Agriculture both here and in Europe has been tied up with mindless bureuacracy that has led to the loss to the industry of its ability to feed consumers and the wastage of resources

bobmmet@farmersweekly.net

BSE, scrapie, CJD – wheres the evidence?

WHERE is the evidence – as opposed to the supposition, belief or opinion – that there is any reason to be worried about BSE in cattle, or scrapie in sheep?

The trigger which gives rise to nvCJD or CJD in people is still to be ascertained.

Scrapie has been known about for decades and nothing in all that time has given cause for alarm among people living and working among this in all that time except in so far as it affected the health of their flocks. ,p> In spite of all the recent years of research no proof has been produced to support the theory that BSE causes nvCJD.

That they are similar, yes, but that does not mean that one causes the other.
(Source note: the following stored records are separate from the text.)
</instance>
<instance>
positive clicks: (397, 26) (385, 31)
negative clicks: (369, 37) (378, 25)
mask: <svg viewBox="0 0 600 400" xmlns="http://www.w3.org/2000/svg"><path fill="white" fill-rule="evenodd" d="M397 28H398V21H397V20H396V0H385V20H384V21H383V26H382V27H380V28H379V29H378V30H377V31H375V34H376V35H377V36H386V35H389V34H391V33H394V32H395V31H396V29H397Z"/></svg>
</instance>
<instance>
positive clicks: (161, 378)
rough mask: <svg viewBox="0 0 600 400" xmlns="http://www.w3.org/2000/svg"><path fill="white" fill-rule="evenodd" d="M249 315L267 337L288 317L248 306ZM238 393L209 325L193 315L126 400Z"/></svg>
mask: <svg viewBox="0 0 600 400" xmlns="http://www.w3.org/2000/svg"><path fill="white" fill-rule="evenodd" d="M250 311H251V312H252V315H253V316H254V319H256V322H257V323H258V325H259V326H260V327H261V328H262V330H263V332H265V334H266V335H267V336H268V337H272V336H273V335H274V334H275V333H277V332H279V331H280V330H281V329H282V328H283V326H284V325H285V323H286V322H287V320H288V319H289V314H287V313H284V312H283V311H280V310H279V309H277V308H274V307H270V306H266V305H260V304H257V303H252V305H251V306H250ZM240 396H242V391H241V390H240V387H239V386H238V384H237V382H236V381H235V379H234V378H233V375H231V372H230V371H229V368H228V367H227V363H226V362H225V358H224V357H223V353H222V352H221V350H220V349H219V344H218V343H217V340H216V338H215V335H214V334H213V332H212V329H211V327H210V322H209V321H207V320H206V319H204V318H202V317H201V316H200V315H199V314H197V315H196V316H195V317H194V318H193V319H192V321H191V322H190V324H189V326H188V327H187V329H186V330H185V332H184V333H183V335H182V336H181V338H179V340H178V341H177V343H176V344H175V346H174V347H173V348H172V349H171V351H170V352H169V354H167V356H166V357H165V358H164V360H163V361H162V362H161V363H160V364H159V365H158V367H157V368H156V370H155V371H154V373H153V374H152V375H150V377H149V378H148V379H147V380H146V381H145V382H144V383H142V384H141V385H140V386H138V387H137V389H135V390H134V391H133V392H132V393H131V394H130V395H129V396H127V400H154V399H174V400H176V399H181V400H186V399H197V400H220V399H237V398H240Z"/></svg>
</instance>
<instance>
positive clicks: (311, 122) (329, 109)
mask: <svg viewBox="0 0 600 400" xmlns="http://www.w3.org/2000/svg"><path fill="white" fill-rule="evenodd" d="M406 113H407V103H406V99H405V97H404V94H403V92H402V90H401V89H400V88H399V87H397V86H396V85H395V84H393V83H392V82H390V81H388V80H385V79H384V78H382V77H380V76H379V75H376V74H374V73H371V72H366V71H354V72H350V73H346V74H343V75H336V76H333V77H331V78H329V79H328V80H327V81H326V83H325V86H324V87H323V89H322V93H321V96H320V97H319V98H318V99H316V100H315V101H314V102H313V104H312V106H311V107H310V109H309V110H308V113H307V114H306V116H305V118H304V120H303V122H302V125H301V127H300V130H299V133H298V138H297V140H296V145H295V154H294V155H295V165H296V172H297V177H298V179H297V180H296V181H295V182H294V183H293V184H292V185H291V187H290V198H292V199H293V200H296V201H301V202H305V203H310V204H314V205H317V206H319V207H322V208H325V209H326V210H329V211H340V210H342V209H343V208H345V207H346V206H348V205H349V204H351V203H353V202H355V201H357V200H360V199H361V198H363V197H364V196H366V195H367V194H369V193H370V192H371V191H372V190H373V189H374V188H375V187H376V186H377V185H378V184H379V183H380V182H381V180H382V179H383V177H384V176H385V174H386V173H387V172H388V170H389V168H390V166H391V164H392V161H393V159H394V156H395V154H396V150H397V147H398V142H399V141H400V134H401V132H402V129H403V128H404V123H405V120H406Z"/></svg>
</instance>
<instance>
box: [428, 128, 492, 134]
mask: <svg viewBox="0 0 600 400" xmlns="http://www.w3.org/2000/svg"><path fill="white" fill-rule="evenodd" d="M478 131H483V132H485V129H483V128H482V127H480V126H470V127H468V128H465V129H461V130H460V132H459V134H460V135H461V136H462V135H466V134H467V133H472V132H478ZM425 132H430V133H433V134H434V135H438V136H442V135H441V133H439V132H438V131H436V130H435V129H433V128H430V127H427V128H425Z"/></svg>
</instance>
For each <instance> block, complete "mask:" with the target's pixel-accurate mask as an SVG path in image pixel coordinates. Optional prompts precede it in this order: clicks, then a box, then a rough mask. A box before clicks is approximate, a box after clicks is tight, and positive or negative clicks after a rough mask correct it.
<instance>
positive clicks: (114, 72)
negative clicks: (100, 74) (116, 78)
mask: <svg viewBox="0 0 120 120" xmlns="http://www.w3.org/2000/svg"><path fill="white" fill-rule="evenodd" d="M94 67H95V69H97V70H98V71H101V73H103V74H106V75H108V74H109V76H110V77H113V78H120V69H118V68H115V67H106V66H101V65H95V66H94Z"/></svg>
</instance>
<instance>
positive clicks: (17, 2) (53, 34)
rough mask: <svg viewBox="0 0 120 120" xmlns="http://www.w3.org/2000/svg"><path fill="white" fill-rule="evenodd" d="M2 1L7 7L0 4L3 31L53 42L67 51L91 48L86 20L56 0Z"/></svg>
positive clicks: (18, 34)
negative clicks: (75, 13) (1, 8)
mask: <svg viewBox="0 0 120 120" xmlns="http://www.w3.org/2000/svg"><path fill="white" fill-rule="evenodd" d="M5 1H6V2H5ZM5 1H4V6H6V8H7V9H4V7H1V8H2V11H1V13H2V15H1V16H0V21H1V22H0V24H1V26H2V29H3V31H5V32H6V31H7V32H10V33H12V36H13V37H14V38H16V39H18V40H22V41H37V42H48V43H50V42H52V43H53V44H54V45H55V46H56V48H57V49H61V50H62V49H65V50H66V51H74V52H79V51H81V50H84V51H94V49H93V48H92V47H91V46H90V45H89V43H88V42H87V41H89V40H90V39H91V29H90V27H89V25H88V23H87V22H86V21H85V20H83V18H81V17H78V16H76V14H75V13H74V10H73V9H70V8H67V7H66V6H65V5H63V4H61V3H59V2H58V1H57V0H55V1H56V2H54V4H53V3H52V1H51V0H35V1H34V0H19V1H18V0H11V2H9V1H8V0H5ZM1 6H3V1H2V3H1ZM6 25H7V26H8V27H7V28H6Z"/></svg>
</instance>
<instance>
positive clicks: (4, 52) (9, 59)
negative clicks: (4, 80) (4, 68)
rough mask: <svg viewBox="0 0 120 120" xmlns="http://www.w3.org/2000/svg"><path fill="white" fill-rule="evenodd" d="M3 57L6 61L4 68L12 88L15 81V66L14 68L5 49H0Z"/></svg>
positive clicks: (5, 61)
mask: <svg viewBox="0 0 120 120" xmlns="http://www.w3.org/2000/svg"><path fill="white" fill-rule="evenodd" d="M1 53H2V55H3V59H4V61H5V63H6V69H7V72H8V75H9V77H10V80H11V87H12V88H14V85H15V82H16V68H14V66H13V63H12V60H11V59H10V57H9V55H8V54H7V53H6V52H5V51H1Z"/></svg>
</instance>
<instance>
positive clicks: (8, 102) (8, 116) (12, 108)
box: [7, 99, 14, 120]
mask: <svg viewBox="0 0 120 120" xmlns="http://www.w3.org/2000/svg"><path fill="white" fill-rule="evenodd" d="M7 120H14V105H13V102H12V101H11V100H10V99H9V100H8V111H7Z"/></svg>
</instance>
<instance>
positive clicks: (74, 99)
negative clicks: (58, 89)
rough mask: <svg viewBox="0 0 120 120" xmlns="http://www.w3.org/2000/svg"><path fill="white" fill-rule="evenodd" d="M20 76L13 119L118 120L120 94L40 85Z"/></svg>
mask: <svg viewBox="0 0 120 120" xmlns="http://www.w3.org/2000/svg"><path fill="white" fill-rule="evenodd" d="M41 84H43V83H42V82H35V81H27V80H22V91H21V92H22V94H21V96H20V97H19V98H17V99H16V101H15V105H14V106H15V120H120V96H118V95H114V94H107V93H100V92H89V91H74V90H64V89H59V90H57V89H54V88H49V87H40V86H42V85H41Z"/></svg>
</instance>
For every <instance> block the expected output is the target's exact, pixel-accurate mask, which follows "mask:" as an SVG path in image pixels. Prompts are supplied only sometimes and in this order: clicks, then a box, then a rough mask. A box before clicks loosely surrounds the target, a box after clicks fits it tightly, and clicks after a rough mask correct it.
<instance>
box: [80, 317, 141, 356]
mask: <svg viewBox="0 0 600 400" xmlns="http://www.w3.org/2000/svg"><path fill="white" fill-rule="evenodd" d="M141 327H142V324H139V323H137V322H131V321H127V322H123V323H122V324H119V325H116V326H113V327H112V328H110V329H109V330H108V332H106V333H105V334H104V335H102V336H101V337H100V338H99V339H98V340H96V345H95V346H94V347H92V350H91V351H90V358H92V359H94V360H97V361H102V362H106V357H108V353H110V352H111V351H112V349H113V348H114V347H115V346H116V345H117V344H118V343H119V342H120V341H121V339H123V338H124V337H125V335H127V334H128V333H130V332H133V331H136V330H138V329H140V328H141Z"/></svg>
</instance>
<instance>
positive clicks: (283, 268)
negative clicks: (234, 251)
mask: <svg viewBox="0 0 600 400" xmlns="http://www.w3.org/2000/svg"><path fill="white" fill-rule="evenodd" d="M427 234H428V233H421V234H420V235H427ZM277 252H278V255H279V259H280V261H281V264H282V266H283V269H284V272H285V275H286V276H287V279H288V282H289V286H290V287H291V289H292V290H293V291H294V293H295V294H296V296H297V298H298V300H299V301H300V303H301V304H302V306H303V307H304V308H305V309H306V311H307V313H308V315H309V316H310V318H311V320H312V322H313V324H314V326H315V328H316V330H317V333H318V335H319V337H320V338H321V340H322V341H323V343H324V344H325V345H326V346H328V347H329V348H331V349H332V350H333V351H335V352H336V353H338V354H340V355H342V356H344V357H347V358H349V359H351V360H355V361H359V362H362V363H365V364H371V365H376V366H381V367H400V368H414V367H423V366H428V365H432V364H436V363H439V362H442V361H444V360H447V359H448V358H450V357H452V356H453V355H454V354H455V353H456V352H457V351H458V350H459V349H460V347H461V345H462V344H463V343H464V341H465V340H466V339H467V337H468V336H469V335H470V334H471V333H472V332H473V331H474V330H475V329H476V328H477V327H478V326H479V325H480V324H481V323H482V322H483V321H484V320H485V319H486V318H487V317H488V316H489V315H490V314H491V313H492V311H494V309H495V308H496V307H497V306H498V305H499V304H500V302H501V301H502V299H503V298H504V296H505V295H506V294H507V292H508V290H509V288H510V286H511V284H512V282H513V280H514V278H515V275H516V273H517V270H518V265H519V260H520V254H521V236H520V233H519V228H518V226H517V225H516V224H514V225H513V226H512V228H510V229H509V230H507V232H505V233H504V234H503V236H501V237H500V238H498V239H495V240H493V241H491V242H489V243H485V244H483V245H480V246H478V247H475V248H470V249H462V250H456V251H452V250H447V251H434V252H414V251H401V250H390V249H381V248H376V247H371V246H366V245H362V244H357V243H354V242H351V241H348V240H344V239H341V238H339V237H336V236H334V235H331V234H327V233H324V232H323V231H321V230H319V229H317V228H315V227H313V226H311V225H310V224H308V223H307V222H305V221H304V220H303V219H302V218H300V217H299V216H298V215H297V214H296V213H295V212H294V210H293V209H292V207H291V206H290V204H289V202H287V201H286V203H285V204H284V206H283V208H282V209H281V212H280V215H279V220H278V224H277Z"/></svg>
comriemains@farmersweekly.net

Tractor madness

THE pea-brained nummocks who have invented this totally impractical idea of limited tractor hours have obviously never been anywhere near a working farm or a modern tractor (Euro-MPs back tractor hours limit, FWi, 9 October, 2001).

In my experience, new tractors are extremely comfortable with no vibration at all.

They even have cabs, for heavens sake, with air-conditioning, sound system, air seats and a dinky little compartment for your cold can.

Tractor driving is the cushy job on the farm thesedays.

If seems to me that our short-sighted government and MEPs are hell-bent on the destruction of British farming.

Far better to import dodgy, cheap meat from foot-and-mouth-infested countries, raised and slaughtered and transported under unknown circumstances and sold under goodness knows what label to unsuspecting consumers.

Food produced in Britain is always portrayed as being pumped full of pesticides, GM feed or hormones and imported food as clean and wholesome when the very opposite is often true (eg chicken from the Far East).

We desperately need a British food campaign to save our industry and all the knowledge and expertise we have put into it for generation upon generation.

Buy British and Keep Britain Farming is OK, but it doesnt really get the message across to the consumers of why they should choose British, and that farmers are not bad-tempered, disconsolate and ungrateful despoilers of the countryside.